"Angola parece ser o próximo país mais em risco de entrar em incumprimento financeiro, devido à sua elevada dívida em moeda estrangeira e exposição à China", escreveu David Omojomolo numa análise aos processos de reestruturação da dívida de vários países africanos.
No comentário, enviado aos investidores e a que a Lusa teve acesso, Omojomolo vinca que "o progresso relativamente rápido das conversações com os credores sobre a reestruturação da dívida do Gana contrasta com as lentas experiência da Etiópia e da Zâmbia", o primeiro país a entrar em 'default' na sequência dos impactos da pandemia de covid-19, em 2021.

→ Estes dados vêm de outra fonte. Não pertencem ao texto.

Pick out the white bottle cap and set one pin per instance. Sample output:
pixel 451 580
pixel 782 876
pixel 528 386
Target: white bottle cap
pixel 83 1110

A diferença no andamento, salienta, "pode ser explicada pelo papel da China nas discussões, mas os credores privados também têm sido duros", num contexto em que o Enquadramento Comum, uma espécie de mapa sobre como devem ser as negociações para a reestruturação da dívida, "se mostrou incapaz de colmatar as diferenças entre as perspetivas dos diferentes tipos de credores".

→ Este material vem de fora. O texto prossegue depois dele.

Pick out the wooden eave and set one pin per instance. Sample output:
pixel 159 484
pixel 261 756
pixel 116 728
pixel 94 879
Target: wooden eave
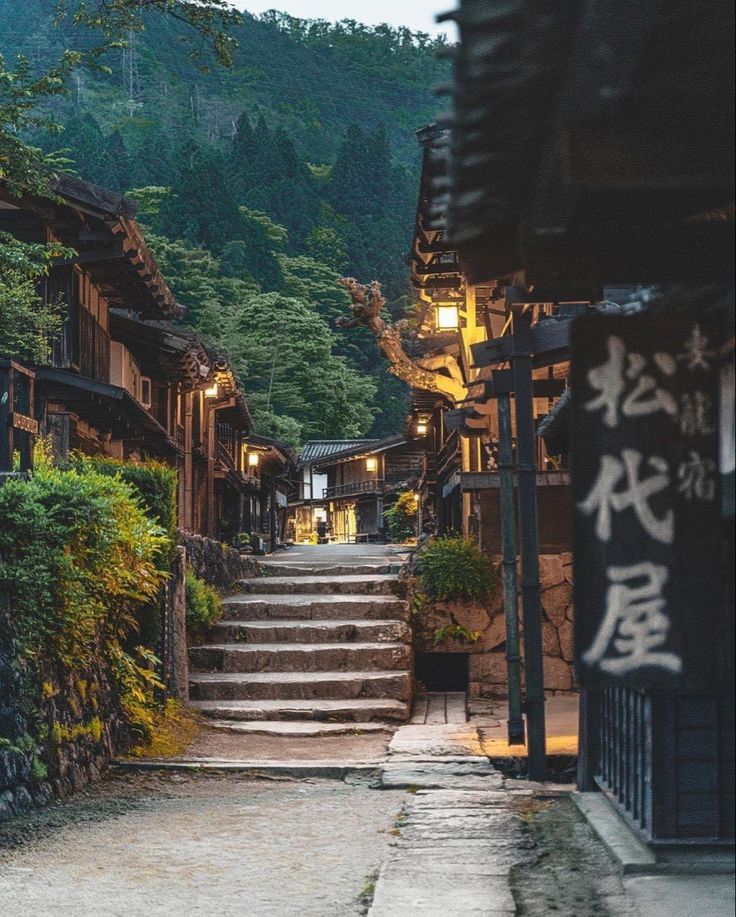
pixel 107 408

Em dezembro, a Etiópia tornou-se o terceiro país africano a entrar em 'default', quando falhou um pagamento da dívida, mas já antes várias instituições e bancos de desenvolvimento defendiam que era preciso encontrar um novo modelo que funcionasse quando um país é incapaz de pagar as suas prestações de dívida.
Para David Omojomolo, uma das questões que criou o acréscimo de dificuldade nos processos de reestruturação da dívida tem a ver com a mudança da composição dos credores, que são cada vez menos bilaterais e oficiais, ou seja, países e instituições financeiras multilaterais, e cada vez mais credores privados.
"Parte das questões refletem o facto de o cenário dos credores ter mudado dramaticamente nas últimas décadas desde meados dos anos 2000, quando a maioria dos credores eram os governos do G7, mas agora, os credores privados, excluindo os da China, são líderes em termos de empréstimos aos governos, e a China tornou-se o maior credor bilateral", escreve o analista.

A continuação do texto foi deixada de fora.